Say, for instance, ther are three users, an admin, a moderator, and a contributor. The users table might hold three records, like so:
ID | Username | password | roles | |
---|---|---|---|---|
12 | ltindall | a@b.c | d7239dhs | 02358 |
87 | chughes | c@x.y | a2342nb0 | 83950 |
34 | djanes | q@m.z | passw0rd | 22741 |
And, the Roles table would have some associated records:
ID | definition-reader | definition-submitter | queue-reader | queue-approver | account-creator |
---|---|---|---|---|---|
02358 | null | yes | yes | yes | yes |
83950 | null | yes | yes | yes | no |
22741 | null | null | null | null | null |
Here, some roles have explicit values and some do not. For instance, entry 83950
(associated with UID 87, user chuges
) has no explicit value (null
) for
definition-reader and explicit values for all the other fields, while entry 22741
(associated with UID 34, user djanes
) has default values everywhere.
This is valuable because, if a problem with the default settings is discovered, it would
be quite difficult to set the roles for every user created before that point. With this
system, values are only non-null
if they have been explicitly set; null values resolve
to defaults set elsewhere.
This approach also provides the flexibility I was looking for. If I decide to trust
djanes
with creating accounts but not, say, approving new definitions, I need only
change the account-creator
column of the Roles table to yes
(or true
, or however
the database stores Boolean values) and that account can now create new accounts.

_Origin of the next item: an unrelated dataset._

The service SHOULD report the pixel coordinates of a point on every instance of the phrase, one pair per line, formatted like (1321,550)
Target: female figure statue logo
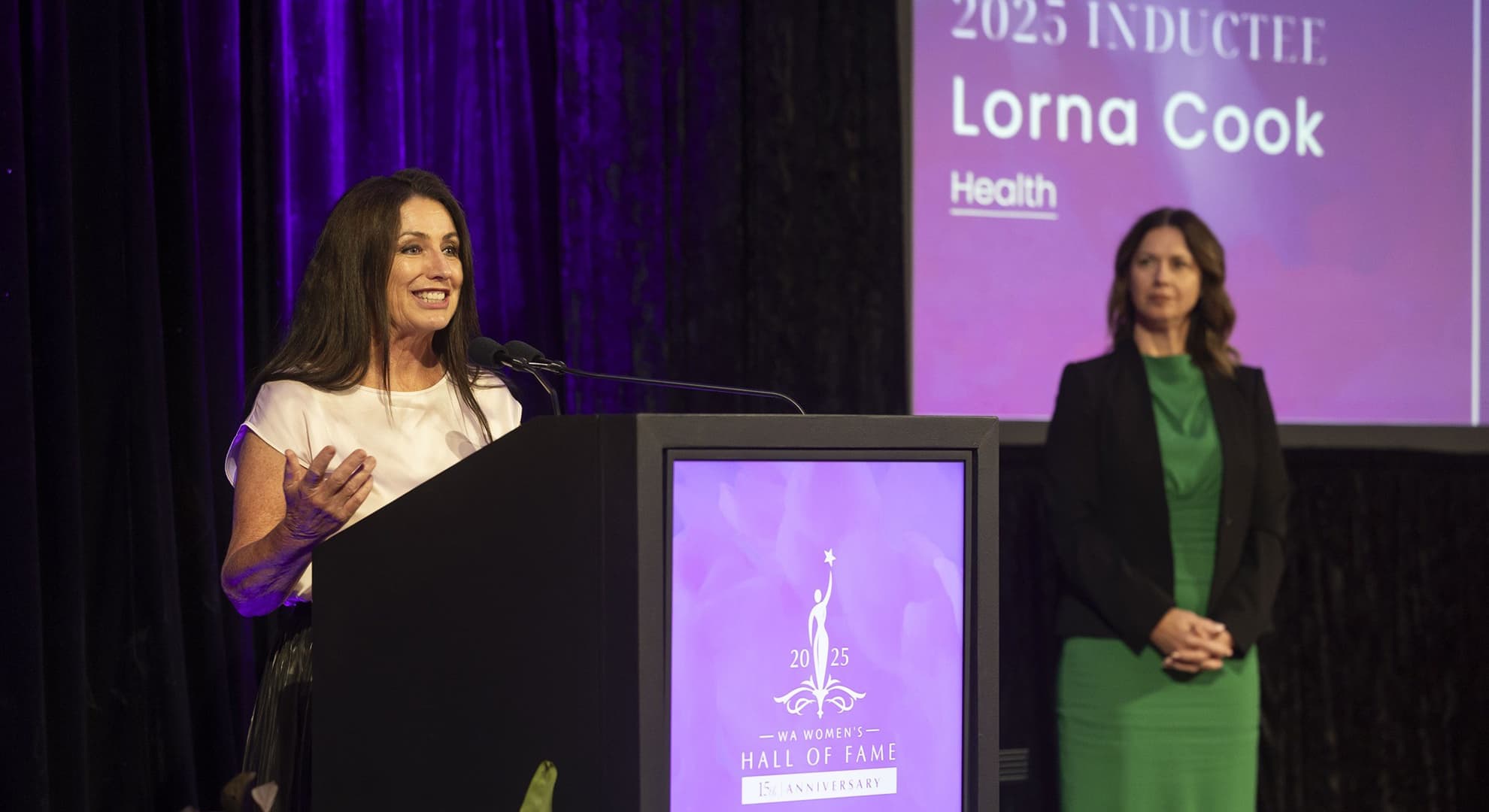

There is a major issue with this model, however. It does not have a good way to handle access control for users with no identity, or with an identity I don’t know about until they first interact with us over a federation protocol.
Anonymous Identity
Anonymous users - those interacting through an unauthenticated web interface and without identity provided by a federation partner - are actually pretty easy to handle. I already laid out the need for default permissions for logged-in users, so I can just add another set of defaults for not-logged-in users (probably just DefinitionReader).
New Introductions
Like other federated systems (such as e-mail), an ActivityPub identity is determined by
both a username (like ltindall
) and a domain (for instance, nora.codes
). Assuming
I hosted a FediDict instance on computerjargon.online
with the user accounts shown
above, their full federated usernames would be ltindall@computerjargon.online
,
chughes@computerjargon.online
, and djanes@computerjargon.online
. These are identities
ComputerJargon.Online already knows about, but the system could get a “like” from a user on
another ActivityPub-supporting instance at any time.
Let’s say Eugen, creator of Mastodon, follows the definitions created by users of
ComputerJargon.Online and sees a definition he really likes. He could click the “like”
button in the Mastodon UI, which would eventually notify FediDict that a like had been
sent by gargron@mastodon.social
. Assuming ComputerJargon.Online had never interacted
with Eugen before, he would not have an account in the ComputerJargon.Online database.
So, how does FediDict determine his access rights?
Defaults come to the rescue again. With a set of defined defaults for accounts coming in from federation partners, FediDict simply has to create a new record for Eugen’s account in the accounts table (noting its remote origin) with a null access control row, giving it default values for remote accounts.
A Holistic View
These considerations alone are not enough to make a system secure, but with good underlying technologies and a solid access control model, which I’ll refine in future posts and as I begin to write more code, it should be easy to keep egregious bugs out and fix and issues that do make it into the codebase.
Security comes in layers, and this post has laid out a few of them: one at the very bottom, the language and underlying technology used to build the system, and one near the top, the access control model. I can fill in the rest as time goes on.